TIME TO GO HOME
Don't be surprised or alarmed if there is a delay when you're expecting to take your baby home. A few "false starts" are not unusual, because the doctors and nurses want to be absolutely sure that your baby is ready to leave the hospital setting. Sometimes babies simply need a little more time to adjust to the outside world. As they begin to take larger amounts of breast milk or formula, they may need a few extra days to adjust. Don't be overly concerned by any precautionary discharge delays.
Once home with your baby, you'll find great joy in becoming a family. You'll also find that you need to help your baby get into a home routine. Premature babies usually sleep most of the day and eat throughout the night. You can help your baby get into a routine by being consistent about where she sleeps and watching for hunger cues during the day, such as increased sucking, rooting, bringing her hands to her mouth and increased movements. Premature babies do not have the strength to cry very long, and if they do, they use their energy for crying instead of eating. As your baby eats more frequently during the day, about every two to three hours, she'll sleep a little longer for one stretch at night, about four hours.

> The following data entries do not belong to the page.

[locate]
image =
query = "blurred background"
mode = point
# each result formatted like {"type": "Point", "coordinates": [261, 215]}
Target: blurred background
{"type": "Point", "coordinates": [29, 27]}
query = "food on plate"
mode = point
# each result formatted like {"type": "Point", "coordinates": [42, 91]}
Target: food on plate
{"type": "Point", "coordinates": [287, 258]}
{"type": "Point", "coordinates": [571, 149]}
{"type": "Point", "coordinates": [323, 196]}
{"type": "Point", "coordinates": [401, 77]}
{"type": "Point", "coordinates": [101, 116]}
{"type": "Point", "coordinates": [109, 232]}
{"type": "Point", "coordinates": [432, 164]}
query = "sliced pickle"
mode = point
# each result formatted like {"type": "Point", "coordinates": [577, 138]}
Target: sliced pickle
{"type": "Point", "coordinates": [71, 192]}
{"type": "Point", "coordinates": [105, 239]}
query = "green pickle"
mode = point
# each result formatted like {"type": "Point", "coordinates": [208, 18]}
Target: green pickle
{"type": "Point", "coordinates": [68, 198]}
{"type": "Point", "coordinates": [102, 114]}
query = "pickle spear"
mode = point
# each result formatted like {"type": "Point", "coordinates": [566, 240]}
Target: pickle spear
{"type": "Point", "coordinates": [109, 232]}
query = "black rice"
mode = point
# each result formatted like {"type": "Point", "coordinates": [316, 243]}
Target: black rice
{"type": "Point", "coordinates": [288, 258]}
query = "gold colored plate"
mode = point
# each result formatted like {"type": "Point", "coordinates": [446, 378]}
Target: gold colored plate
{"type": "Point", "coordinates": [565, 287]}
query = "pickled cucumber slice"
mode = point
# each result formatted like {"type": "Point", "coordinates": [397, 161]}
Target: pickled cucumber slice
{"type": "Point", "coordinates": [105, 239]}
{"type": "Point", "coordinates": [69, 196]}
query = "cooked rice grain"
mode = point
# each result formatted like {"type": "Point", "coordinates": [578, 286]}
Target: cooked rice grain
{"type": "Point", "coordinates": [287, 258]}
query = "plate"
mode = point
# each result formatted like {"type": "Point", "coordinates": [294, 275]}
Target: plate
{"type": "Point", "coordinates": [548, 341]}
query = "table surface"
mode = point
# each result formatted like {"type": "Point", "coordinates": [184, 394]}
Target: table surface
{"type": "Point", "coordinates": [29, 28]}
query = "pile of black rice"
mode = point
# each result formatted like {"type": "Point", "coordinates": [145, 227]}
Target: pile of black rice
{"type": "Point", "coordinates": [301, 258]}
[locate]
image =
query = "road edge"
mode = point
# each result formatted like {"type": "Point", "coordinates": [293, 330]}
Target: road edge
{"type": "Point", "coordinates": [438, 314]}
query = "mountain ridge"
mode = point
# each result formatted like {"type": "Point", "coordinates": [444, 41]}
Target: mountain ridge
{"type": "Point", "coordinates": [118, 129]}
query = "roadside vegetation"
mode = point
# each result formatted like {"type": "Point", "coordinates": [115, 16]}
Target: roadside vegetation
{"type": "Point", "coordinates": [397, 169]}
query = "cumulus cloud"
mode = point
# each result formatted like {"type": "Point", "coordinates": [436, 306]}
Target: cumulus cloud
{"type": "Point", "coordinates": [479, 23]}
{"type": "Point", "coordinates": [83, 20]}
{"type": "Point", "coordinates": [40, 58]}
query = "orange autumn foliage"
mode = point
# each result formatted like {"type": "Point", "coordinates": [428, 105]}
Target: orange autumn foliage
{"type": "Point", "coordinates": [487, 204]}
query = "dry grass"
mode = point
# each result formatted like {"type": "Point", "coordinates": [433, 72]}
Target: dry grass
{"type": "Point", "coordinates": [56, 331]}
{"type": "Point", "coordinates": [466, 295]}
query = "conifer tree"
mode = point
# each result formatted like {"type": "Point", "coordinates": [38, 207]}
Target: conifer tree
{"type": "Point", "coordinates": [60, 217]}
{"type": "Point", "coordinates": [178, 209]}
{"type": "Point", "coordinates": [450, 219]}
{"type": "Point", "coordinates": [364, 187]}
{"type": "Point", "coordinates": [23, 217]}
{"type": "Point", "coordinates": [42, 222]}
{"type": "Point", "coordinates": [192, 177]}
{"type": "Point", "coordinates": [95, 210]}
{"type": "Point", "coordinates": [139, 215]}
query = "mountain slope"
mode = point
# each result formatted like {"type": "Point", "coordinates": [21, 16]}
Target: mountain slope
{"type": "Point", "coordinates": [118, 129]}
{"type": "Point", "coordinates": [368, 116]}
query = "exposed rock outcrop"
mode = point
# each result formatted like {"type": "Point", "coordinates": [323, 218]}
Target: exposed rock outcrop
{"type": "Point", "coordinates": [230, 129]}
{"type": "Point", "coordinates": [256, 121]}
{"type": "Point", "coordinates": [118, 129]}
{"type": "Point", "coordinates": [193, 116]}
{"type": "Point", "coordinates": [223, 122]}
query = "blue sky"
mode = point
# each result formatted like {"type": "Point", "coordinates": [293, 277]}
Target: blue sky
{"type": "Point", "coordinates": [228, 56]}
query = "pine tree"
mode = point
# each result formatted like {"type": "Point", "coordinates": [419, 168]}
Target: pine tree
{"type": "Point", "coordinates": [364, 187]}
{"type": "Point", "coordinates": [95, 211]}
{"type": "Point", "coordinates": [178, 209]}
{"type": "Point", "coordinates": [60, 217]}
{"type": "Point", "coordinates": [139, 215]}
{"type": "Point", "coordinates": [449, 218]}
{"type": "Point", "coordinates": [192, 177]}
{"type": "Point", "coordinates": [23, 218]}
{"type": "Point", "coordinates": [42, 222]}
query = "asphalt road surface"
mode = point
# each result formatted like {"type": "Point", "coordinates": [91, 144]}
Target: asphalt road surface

Most mothers of premature infants are very nervous because they are unsure how much milk their baby is getting. If your baby is nursing at least 8 to 10 times every 24 hours, has at least three to four palm-sized bowel movements and five to six sopping wet diapers each day and is gaining around ? ounce each day you can feel confident that breastfeeding is going well. Many premature babies do not have the energy to nurse this long and may need supplemental milk until breastfeeding is well established. Your lactation consultant and the baby's doctor will be able to help you determine how much supplemental breast milk or formula to provide, and they can also help to guide you when it is time to gradually wean your baby from the supplement as breastfeeding continues to improve. If you have concerns about your baby's weight, ask your primary care provider if you can have a nurse visit for a weight check. Some insurance companies will provide a nurse to come to your home, weigh your baby and answer your questions.